[PATCH 20/22] nfs: add support for read_iter, write_iter

[Date Prev][Date Next][Thread Prev][Thread Next][Date Index][Thread Index]

 



This patch implements the read_iter and write_iter file operations which
allow kernel code to initiate directIO. This allows the loop device to
read and write directly to the server, bypassing the page cache.

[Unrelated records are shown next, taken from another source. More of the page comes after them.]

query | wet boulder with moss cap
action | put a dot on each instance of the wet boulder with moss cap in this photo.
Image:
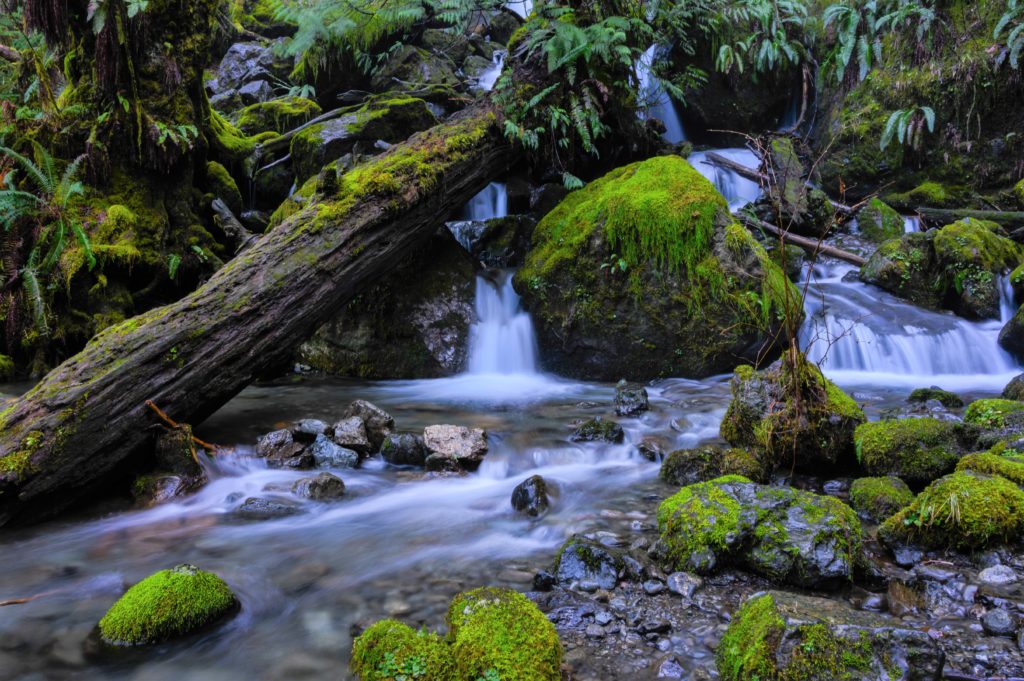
(643, 273)
(168, 604)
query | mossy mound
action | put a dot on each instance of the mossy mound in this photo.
(166, 605)
(879, 498)
(918, 451)
(964, 511)
(643, 273)
(783, 534)
(814, 430)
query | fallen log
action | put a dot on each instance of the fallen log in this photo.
(813, 246)
(88, 417)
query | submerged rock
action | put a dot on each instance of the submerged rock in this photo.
(168, 604)
(777, 635)
(783, 534)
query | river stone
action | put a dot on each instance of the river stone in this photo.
(454, 448)
(322, 487)
(530, 497)
(329, 455)
(782, 635)
(581, 560)
(351, 434)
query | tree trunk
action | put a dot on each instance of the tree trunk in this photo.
(88, 417)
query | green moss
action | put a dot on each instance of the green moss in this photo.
(915, 450)
(167, 604)
(502, 633)
(991, 413)
(964, 511)
(879, 498)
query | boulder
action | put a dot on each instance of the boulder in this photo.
(673, 286)
(786, 535)
(780, 635)
(454, 448)
(166, 605)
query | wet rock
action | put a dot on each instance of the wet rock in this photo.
(530, 497)
(631, 399)
(781, 635)
(999, 623)
(814, 541)
(322, 487)
(403, 450)
(596, 430)
(454, 448)
(328, 455)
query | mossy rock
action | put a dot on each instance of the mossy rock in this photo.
(879, 498)
(684, 467)
(786, 535)
(880, 222)
(964, 511)
(502, 633)
(764, 415)
(778, 636)
(643, 273)
(168, 604)
(946, 398)
(918, 451)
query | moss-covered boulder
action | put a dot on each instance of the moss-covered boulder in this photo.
(918, 451)
(781, 636)
(964, 511)
(168, 604)
(642, 273)
(413, 324)
(684, 467)
(879, 498)
(796, 416)
(787, 535)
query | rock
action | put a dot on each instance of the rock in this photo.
(763, 415)
(999, 623)
(778, 635)
(814, 542)
(322, 487)
(351, 434)
(989, 511)
(660, 217)
(403, 450)
(257, 508)
(596, 430)
(631, 399)
(918, 451)
(376, 421)
(997, 576)
(879, 498)
(454, 448)
(582, 560)
(684, 467)
(166, 605)
(530, 497)
(328, 455)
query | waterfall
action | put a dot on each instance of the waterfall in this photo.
(502, 339)
(737, 190)
(658, 102)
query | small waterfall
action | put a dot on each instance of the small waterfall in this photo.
(737, 189)
(502, 339)
(658, 103)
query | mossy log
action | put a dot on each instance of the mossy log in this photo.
(88, 417)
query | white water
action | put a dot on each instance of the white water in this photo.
(658, 103)
(863, 336)
(737, 189)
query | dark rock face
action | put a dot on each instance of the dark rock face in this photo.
(414, 324)
(530, 497)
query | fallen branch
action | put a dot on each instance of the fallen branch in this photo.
(810, 245)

Signed-off-by: Dave Kleikamp <dave.kleikamp@xxxxxxxxxx>
Cc: Zach Brown <zab@xxxxxxxxx>
Cc: Trond Myklebust <Trond.Myklebust@xxxxxxxxxx>
Cc: linux-nfs@xxxxxxxxxxxxxxx
---
 fs/nfs/direct.c        | 169 +++++++++++++++++++++++++++++++++----------------
 fs/nfs/file.c          |  48 ++++++++++----
 fs/nfs/internal.h      |   2 +
 fs/nfs/nfs4file.c      |   2 +
 include/linux/nfs_fs.h |   6 +-
 5 files changed, 155 insertions(+), 72 deletions(-)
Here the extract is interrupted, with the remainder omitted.